Я, правда, возражал Наталии Васильевне, что для сохранения субэтноса недостаточно одного лишь названия, необходима еще и какая-то «субгреза» грезы общенациональной, вера в какую-то свою особую миссию в рядах «большого народа». Нации, культурно доминирующие в собственном государстве, обладают таким количеством социальных институтов, почти автоматически внушающих индивиду стандартную национальную идентичность, что — в нормальных условиях, при отсутствии сильных конкурирующих фантомов — они могут специально об этом не заботиться (до поры до времени). Но субэтнос от растворения может уберечь лишь какая-то система изолирующих, обособляющих иллюзий. Не настолько сильных, чтобы вовсе оторвать субэтнос от «большого народа», но и не настолько слабых, чтобы позволить ему раствориться.
Чтобы не раствориться в окружающей среде, необходимо ощущать себя в чем-то выше ее; чтобы подчинить ее грезе свою, нужно ощущать внешнюю супергрезу в чем-то более высокой. Эти требования на первый взгляд кажутся просто несовместимыми. И тем не менее, скажем, российскому казачеству это прекрасно удавалось. По отношению к рядовой массе — чувство избранности, по отношению к престолу и отечеству — преданность. С поправкой на большую демократичность (избранность для меня означает не повышенные права, а повышенную ответственность, не презрение к другим, а требовательность к себе) сходную миссию можно предложить и русскому еврейству — сделаться чем-то вроде духовного казачества: хранить русскую культуру с такой же верностью, с какой казачество охраняло российскую территорию, — в этом случае даже та оборонительная позиция, которую так часто принимают за пресловутое еврейское высокомерие, могла бы послужить общему делу. Именно общему — у русского еврейства оказался бы тот же, что и у казачества, объект попечения, и русский народ давно предчувствовал некую общность их миссии, окрестив евреев бердичевскими казаками. (Надеюсь, понятно, что преданность какой-то культуре есть только претензия на причастность к ней, но никак не претензия на монопольное обладание. Надеюсь, понятно и то, что «казачью» метафору не следует понимать излишне буквально — она вовсе не требует, чтобы евреи нагайками разгоняли рабочие демонстрации.)
Если вдуматься, у донского, кубанского, терского, забайкальского, с одной стороны, и бердичевского казачества — с другой, окажутся весьма близкие стратегические цели, стратегические грезы: и те, и другие охраняют наследственное национальное достояние, и те, и другие стремятся максимально продлить жизнь (в грезе — обеспечить бессмертие) каждый своей мечте. Которая — и у тех, и у других — не может выжить без общей инфраструктуры.

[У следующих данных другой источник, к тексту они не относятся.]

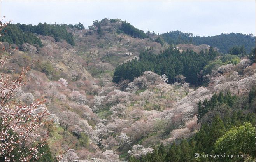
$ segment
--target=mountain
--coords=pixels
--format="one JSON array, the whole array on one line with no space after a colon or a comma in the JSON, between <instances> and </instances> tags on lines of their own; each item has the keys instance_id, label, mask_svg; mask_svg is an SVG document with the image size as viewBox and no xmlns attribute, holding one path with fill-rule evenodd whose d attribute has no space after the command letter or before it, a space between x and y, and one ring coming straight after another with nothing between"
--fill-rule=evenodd
<instances>
[{"instance_id":1,"label":"mountain","mask_svg":"<svg viewBox=\"0 0 256 162\"><path fill-rule=\"evenodd\" d=\"M255 47L255 37L250 34L231 33L221 33L215 36L193 36L192 33L182 33L179 31L167 32L161 35L163 40L168 43L175 45L190 43L196 45L206 44L212 47L217 47L219 52L227 53L234 46L243 46L249 53L252 48Z\"/></svg>"},{"instance_id":2,"label":"mountain","mask_svg":"<svg viewBox=\"0 0 256 162\"><path fill-rule=\"evenodd\" d=\"M19 78L22 67L35 60L24 78L28 84L17 88L11 106L4 107L11 112L16 103L45 100L31 114L45 111L49 122L21 146L37 144L33 136L39 133L41 139L49 132L47 145L39 151L46 155L31 160L53 161L63 155L59 160L209 161L194 155L211 153L234 132L255 130L255 49L237 56L205 45L172 46L162 36L145 36L117 19L95 20L88 28L79 23L42 24L49 28L44 34L32 30L23 33L18 24L12 25L18 31L12 27L11 37L5 36L10 39L4 40L11 42L0 44L3 56L11 53L0 70L1 77L9 78L1 79ZM23 39L26 32L38 40ZM16 35L18 39L11 39ZM115 76L120 80L113 82ZM249 134L255 136L255 131ZM236 161L254 160L247 150L255 150L255 140L241 139L250 144L247 150L237 144L236 150L216 149L248 154ZM21 153L14 150L10 160L18 161Z\"/></svg>"}]
</instances>

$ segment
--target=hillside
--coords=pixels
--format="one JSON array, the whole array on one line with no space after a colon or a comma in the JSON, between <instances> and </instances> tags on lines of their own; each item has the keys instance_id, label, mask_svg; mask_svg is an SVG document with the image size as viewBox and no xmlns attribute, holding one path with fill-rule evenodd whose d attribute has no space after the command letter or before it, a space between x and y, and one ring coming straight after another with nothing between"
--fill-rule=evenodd
<instances>
[{"instance_id":1,"label":"hillside","mask_svg":"<svg viewBox=\"0 0 256 162\"><path fill-rule=\"evenodd\" d=\"M182 33L179 31L172 31L162 34L163 40L167 43L175 45L179 44L192 44L196 45L206 44L217 47L219 52L227 53L234 46L243 46L247 53L252 48L255 47L255 37L251 35L231 33L221 33L215 36L193 36L192 33Z\"/></svg>"},{"instance_id":2,"label":"hillside","mask_svg":"<svg viewBox=\"0 0 256 162\"><path fill-rule=\"evenodd\" d=\"M255 129L255 49L239 57L205 45L172 46L117 19L96 20L88 28L81 23L44 25L63 34L28 31L34 42L22 38L26 31L17 28L16 40L23 41L6 38L15 35L11 32L1 38L9 43L0 44L4 54L11 52L1 69L11 80L35 60L26 76L29 84L12 99L28 105L41 97L46 100L32 113L45 110L51 120L39 129L41 138L49 132L44 148L48 153L37 161L53 161L61 152L63 161L196 161L193 154L210 153L231 128L247 122ZM114 80L117 76L120 80ZM232 124L226 124L228 120ZM223 122L221 132L212 136ZM209 145L202 144L205 139ZM170 147L180 159L167 153ZM249 157L236 160L255 159L255 154L242 152ZM12 153L11 160L18 161L20 153Z\"/></svg>"}]
</instances>

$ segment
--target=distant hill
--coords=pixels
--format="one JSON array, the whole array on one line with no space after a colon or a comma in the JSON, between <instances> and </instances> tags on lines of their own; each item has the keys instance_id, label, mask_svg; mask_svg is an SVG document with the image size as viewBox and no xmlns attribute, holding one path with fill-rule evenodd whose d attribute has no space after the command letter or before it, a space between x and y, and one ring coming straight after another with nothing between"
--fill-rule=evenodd
<instances>
[{"instance_id":1,"label":"distant hill","mask_svg":"<svg viewBox=\"0 0 256 162\"><path fill-rule=\"evenodd\" d=\"M179 31L172 31L161 35L165 42L169 44L191 43L199 45L207 44L219 49L219 52L227 53L234 46L244 46L249 53L252 47L255 47L255 37L253 35L241 33L221 33L215 36L194 37L192 33L182 33Z\"/></svg>"}]
</instances>

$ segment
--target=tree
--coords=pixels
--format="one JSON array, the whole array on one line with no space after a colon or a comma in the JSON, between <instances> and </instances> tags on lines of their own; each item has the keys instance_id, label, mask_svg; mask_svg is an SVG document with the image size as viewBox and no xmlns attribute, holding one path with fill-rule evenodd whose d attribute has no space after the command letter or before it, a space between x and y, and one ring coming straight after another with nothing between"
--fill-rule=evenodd
<instances>
[{"instance_id":1,"label":"tree","mask_svg":"<svg viewBox=\"0 0 256 162\"><path fill-rule=\"evenodd\" d=\"M99 36L99 37L101 37L102 35L102 31L101 30L101 27L100 26L100 24L99 24L98 26L97 32L98 33L98 35Z\"/></svg>"},{"instance_id":2,"label":"tree","mask_svg":"<svg viewBox=\"0 0 256 162\"><path fill-rule=\"evenodd\" d=\"M233 153L240 152L255 158L255 128L248 122L240 127L233 127L218 139L215 147L222 152L233 149Z\"/></svg>"},{"instance_id":3,"label":"tree","mask_svg":"<svg viewBox=\"0 0 256 162\"><path fill-rule=\"evenodd\" d=\"M1 23L0 31L9 23ZM11 74L3 73L2 70L12 52L8 54L3 49L0 54L1 160L29 161L32 158L38 159L42 155L39 155L39 147L44 146L46 138L37 139L35 141L37 144L32 145L34 140L32 140L30 136L33 134L33 138L39 137L37 130L46 123L47 114L45 110L35 116L30 114L44 101L38 99L26 105L13 100L14 91L28 84L28 81L25 80L26 74L30 70L33 63L23 68L17 79L12 80ZM26 152L23 153L25 150Z\"/></svg>"}]
</instances>

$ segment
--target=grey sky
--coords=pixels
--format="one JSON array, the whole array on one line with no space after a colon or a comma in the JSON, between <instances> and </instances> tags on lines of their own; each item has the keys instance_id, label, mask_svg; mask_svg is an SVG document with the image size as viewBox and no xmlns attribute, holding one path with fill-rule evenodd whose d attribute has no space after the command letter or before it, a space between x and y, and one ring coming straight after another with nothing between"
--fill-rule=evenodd
<instances>
[{"instance_id":1,"label":"grey sky","mask_svg":"<svg viewBox=\"0 0 256 162\"><path fill-rule=\"evenodd\" d=\"M93 20L119 18L144 31L172 31L194 35L231 32L255 35L255 1L5 1L1 17L12 23L40 22L85 27Z\"/></svg>"}]
</instances>

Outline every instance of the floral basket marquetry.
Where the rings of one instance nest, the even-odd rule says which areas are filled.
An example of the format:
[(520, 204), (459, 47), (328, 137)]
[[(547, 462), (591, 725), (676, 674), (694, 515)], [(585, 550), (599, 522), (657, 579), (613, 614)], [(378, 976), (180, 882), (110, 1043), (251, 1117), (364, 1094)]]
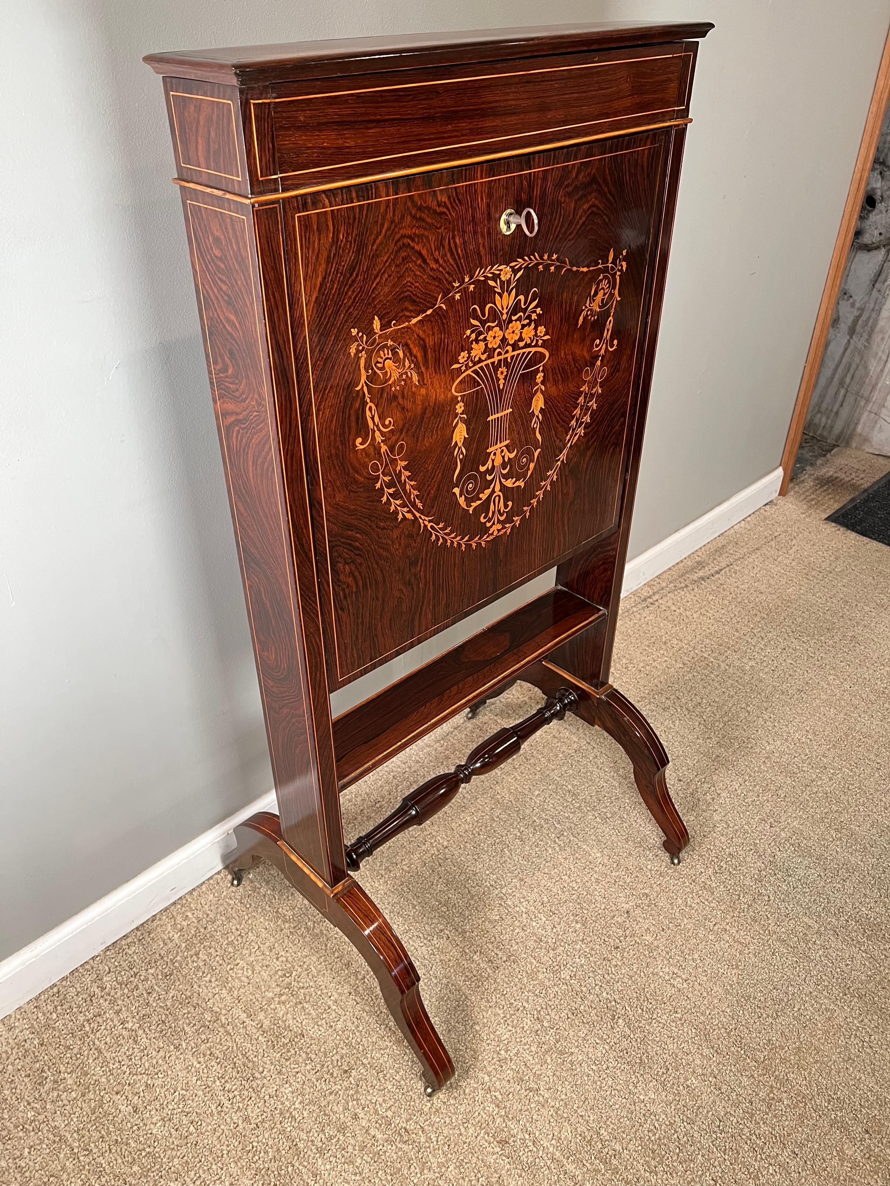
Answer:
[[(146, 58), (164, 76), (278, 801), (235, 828), (228, 869), (240, 885), (271, 861), (347, 936), (428, 1096), (454, 1064), (357, 880), (382, 844), (403, 850), (408, 830), (566, 713), (628, 754), (672, 862), (688, 843), (667, 753), (610, 668), (710, 28)], [(551, 587), (523, 600), (545, 573)], [(517, 608), (498, 612), (508, 592)], [(472, 633), (465, 619), (485, 607)], [(439, 638), (462, 623), (456, 643)], [(431, 662), (384, 667), (437, 638)], [(540, 707), (402, 788), (347, 842), (352, 784), (516, 680)], [(546, 793), (529, 782), (528, 809)], [(424, 860), (449, 854), (433, 843)], [(514, 866), (500, 874), (508, 894)]]

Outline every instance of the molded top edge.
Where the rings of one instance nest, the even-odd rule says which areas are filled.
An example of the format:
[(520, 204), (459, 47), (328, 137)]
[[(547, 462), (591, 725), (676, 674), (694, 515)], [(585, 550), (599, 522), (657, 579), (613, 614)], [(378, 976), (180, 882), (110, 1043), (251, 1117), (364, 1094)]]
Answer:
[(218, 50), (172, 50), (147, 53), (142, 60), (157, 74), (171, 77), (201, 78), (229, 85), (262, 85), (295, 78), (698, 40), (713, 27), (710, 21), (660, 25), (623, 21), (475, 28), (453, 33), (407, 33)]

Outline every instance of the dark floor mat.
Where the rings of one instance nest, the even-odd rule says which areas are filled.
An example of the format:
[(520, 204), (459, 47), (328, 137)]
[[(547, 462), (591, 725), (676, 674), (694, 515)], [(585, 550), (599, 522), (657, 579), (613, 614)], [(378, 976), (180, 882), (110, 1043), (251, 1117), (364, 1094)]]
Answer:
[(890, 473), (828, 515), (827, 522), (890, 547)]

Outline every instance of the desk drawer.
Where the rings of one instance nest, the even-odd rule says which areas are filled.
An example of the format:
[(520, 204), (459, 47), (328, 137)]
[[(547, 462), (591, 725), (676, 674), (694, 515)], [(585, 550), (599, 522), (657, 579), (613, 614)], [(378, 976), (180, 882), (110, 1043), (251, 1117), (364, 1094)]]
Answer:
[(253, 100), (259, 177), (345, 184), (668, 122), (685, 114), (692, 59), (660, 45)]

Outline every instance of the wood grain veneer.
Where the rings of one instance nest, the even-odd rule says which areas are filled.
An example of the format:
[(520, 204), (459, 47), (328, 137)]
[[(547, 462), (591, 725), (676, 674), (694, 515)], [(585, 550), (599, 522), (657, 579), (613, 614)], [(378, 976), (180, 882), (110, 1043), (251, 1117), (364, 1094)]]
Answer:
[[(609, 676), (710, 27), (146, 59), (164, 75), (279, 804), (236, 829), (233, 882), (269, 860), (347, 936), (427, 1092), (453, 1063), (349, 869), (566, 712), (627, 752), (672, 860), (688, 843), (663, 746)], [(554, 566), (551, 592), (331, 720), (332, 690)], [(341, 791), (517, 677), (547, 704), (347, 848)]]

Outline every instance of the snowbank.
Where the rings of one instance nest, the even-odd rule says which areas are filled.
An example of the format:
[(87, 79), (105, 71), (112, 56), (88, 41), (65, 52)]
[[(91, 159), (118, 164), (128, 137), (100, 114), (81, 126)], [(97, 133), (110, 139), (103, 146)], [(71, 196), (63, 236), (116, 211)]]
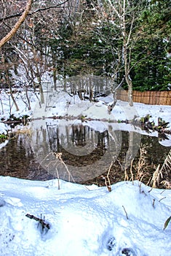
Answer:
[[(170, 255), (171, 225), (163, 227), (171, 215), (170, 191), (138, 181), (112, 185), (111, 192), (59, 184), (0, 177), (1, 256)], [(50, 228), (42, 230), (28, 214)]]

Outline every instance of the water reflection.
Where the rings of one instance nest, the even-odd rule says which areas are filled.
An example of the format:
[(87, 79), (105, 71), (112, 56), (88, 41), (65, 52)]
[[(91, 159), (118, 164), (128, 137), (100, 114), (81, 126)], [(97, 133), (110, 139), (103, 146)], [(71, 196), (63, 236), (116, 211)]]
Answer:
[[(129, 168), (136, 157), (140, 141), (150, 146), (149, 162), (156, 166), (171, 148), (160, 145), (156, 137), (121, 131), (117, 124), (40, 120), (33, 122), (31, 137), (19, 134), (0, 150), (0, 175), (36, 180), (72, 177), (76, 182), (95, 183), (113, 160), (114, 183), (124, 178), (123, 167)], [(63, 163), (54, 154), (58, 152)]]

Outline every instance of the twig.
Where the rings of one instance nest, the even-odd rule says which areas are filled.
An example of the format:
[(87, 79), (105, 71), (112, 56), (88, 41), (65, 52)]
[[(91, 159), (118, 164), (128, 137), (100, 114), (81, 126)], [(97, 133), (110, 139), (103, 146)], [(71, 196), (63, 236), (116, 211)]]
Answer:
[(128, 219), (128, 216), (127, 216), (127, 211), (126, 211), (126, 210), (125, 210), (124, 206), (122, 206), (122, 207), (123, 207), (123, 208), (124, 208), (124, 212), (125, 212), (125, 214), (126, 214), (126, 217), (127, 217), (127, 219)]
[(36, 220), (36, 222), (39, 222), (39, 223), (40, 223), (41, 225), (42, 230), (44, 230), (44, 227), (47, 227), (48, 230), (50, 229), (49, 224), (49, 223), (46, 223), (44, 222), (44, 219), (41, 219), (41, 219), (39, 219), (39, 218), (36, 217), (33, 215), (31, 215), (31, 214), (27, 214), (25, 215), (25, 217), (29, 218), (29, 219), (33, 219)]

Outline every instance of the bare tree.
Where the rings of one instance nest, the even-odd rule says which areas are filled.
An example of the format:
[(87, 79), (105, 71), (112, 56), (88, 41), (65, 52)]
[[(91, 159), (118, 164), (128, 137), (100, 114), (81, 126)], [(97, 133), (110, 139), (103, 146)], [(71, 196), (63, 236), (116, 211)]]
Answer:
[[(2, 3), (3, 1), (2, 1)], [(20, 17), (18, 20), (16, 22), (13, 28), (11, 29), (11, 31), (4, 37), (3, 37), (0, 41), (0, 48), (1, 48), (7, 42), (8, 42), (17, 32), (17, 29), (20, 28), (21, 24), (23, 23), (25, 19), (26, 18), (33, 3), (33, 0), (28, 0), (27, 4), (25, 6), (25, 9), (22, 14), (22, 15)]]
[[(124, 70), (124, 78), (128, 87), (129, 104), (132, 106), (131, 54), (137, 40), (135, 33), (137, 29), (136, 22), (143, 6), (143, 0), (98, 0), (93, 2), (97, 13), (110, 26), (112, 24), (114, 42), (116, 42), (116, 38), (119, 42), (119, 44), (116, 42), (116, 45), (111, 46), (114, 56), (117, 56), (116, 62), (114, 62), (114, 76), (120, 72), (121, 69)], [(121, 78), (122, 80), (122, 79)]]

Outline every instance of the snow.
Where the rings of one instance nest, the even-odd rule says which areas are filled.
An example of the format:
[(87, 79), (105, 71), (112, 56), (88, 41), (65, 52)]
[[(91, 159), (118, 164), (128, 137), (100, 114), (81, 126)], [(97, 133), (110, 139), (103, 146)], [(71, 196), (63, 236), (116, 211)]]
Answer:
[[(106, 187), (1, 177), (1, 255), (170, 255), (171, 193), (138, 181)], [(26, 214), (44, 218), (49, 229)], [(127, 254), (124, 252), (130, 252)]]
[[(68, 117), (68, 121), (80, 122), (70, 118), (87, 116), (87, 118), (94, 119), (87, 121), (87, 125), (100, 131), (105, 129), (104, 118), (115, 121), (108, 124), (112, 124), (112, 129), (117, 126), (120, 130), (135, 128), (116, 121), (147, 114), (151, 114), (156, 123), (158, 117), (171, 123), (170, 106), (135, 103), (130, 108), (127, 102), (118, 101), (108, 114), (108, 104), (112, 101), (110, 97), (92, 103), (81, 101), (77, 96), (71, 97), (65, 92), (53, 92), (50, 100), (49, 95), (45, 97), (49, 99), (49, 105), (46, 102), (40, 108), (39, 103), (36, 105), (36, 97), (33, 94), (31, 95), (31, 115), (35, 119), (60, 116)], [(20, 111), (16, 112), (12, 106), (11, 113), (17, 116), (31, 114), (23, 97), (24, 92), (17, 95)], [(7, 94), (1, 93), (4, 111), (0, 108), (0, 112), (1, 117), (5, 119), (9, 116), (7, 99)], [(52, 118), (45, 121), (54, 121), (55, 124), (59, 122)], [(42, 119), (36, 123), (44, 125)], [(8, 129), (0, 122), (0, 133), (6, 133)], [(136, 131), (140, 134), (146, 132), (140, 129)], [(152, 132), (151, 135), (157, 134)], [(169, 138), (167, 146), (170, 146)], [(32, 216), (32, 219), (26, 214)], [(0, 255), (170, 255), (171, 223), (164, 230), (164, 222), (170, 215), (170, 190), (151, 189), (138, 181), (114, 184), (109, 192), (106, 187), (86, 187), (63, 180), (37, 181), (0, 176)], [(41, 222), (47, 225), (44, 229)]]

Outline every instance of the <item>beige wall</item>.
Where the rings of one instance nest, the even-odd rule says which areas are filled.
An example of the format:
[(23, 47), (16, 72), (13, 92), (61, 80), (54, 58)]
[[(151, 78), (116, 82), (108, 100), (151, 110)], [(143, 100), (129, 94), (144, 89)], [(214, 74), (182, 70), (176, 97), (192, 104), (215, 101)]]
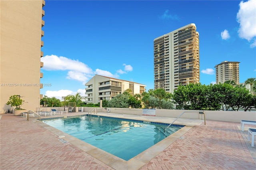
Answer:
[[(0, 112), (19, 95), (35, 111), (40, 98), (42, 0), (1, 0)], [(26, 86), (27, 85), (28, 86)]]

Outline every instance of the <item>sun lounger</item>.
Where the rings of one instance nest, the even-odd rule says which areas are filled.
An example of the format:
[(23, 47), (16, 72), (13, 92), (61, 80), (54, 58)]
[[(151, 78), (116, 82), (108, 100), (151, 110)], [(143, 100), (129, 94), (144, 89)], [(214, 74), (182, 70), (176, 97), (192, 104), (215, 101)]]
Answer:
[(254, 136), (256, 136), (256, 129), (248, 129), (248, 141), (250, 141), (250, 134), (252, 135), (252, 147), (254, 147)]
[(57, 110), (55, 109), (53, 109), (52, 110), (52, 113), (54, 115), (55, 114), (58, 113), (59, 115), (60, 115), (61, 113), (61, 115), (62, 115), (62, 113), (67, 113), (67, 115), (68, 115), (68, 112), (67, 111), (57, 111)]
[(242, 129), (242, 131), (243, 132), (244, 131), (244, 124), (256, 125), (256, 121), (245, 121), (244, 120), (241, 120), (241, 128)]

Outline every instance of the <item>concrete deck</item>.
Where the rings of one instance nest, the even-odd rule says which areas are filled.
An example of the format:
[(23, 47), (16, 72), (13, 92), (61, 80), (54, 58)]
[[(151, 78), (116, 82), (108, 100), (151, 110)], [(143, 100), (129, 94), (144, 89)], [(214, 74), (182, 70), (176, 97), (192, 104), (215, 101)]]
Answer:
[[(69, 113), (42, 118), (74, 116)], [(175, 118), (98, 113), (98, 115), (170, 123)], [(256, 147), (240, 123), (179, 119), (186, 125), (128, 161), (35, 119), (0, 115), (1, 170), (256, 169)]]

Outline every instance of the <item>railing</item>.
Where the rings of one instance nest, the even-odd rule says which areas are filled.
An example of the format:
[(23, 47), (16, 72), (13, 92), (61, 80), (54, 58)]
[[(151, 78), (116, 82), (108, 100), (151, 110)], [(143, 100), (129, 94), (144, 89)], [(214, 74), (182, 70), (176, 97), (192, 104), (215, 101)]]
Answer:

Возьмем два полярных типа — чистопородного патриота русской культуры, слабо озабоченного обширностью российской территории, и такого же чистопородного патриота русской земли, мало помышляющего о культуре. Для первого священна система грез, именуемая русской классической литературой (Пушкин, Лермонтов, Толстой и т. д.), для другого священна система грез, обожествляющая святую русскую землю (политую кровью, потом и т. д.). Так вот, пускай сеятель и хранитель чистого духа, чистой поэзии и прозы, которая тоже невозможна без поэзии, вдумается, какая минимальная инфраструктура реальной России необходима для того, чтобы обеспечить полноценное существование боготворимой им литературы?
Ясно, что должны быть школы, где «проходили» бы Пушкина, Лермонтова и Толстого. Следовательно, должна быть налоговая система, обеспечивающая работу этих школ; должна быть защищенная территория, где располагалось бы население, почитающее Пушкина, Лермонтова и Толстого своим национальным достоянием, для чего необходима вовлеченность населения в систему иллюзий, порождающую эмоциональное единство с той Россией, о которой писали Пушкин, Лермонтов и Толстой, — иначе пришлось бы усекать их во вполне большевистском духе, только теперь уже с точки зрения общечеловеческих ценностей (не позволяющих ответить на вопрос, почему мы должны хранить именно Пушкина, а не Гомера или Гете). «От потрясенного Кремля до стен недвижного Китая», «люблю, военная столица, твоей твердыни дым и гром» — имперские пережитки; «Валерик» — недостаточное раскаяние (не переходящее в протест) за участие в позорной колониальной войне; «Война и мир» — воспевание так называемого «народного подвига», ставшего на пути европейской модернизации… Знаменитый большевистский историк Покровский и писал о «грозе двенадцатого года» не иначе как в кавычках: «отечественная» война.
Но если даже не впадать в карикатурность, все равно останется серьезное подозрение, что избавиться от национальных предрассудков означало бы избавиться и от национальной поэзии. Подозрение, что для полноценного ее существования требуется поэтическое отношение и ко всей русской истории. Не обязательно восторженное, тотально одобрительное — пускай сколь угодно скорбное, но — возвышенное, а не пренебрежительное.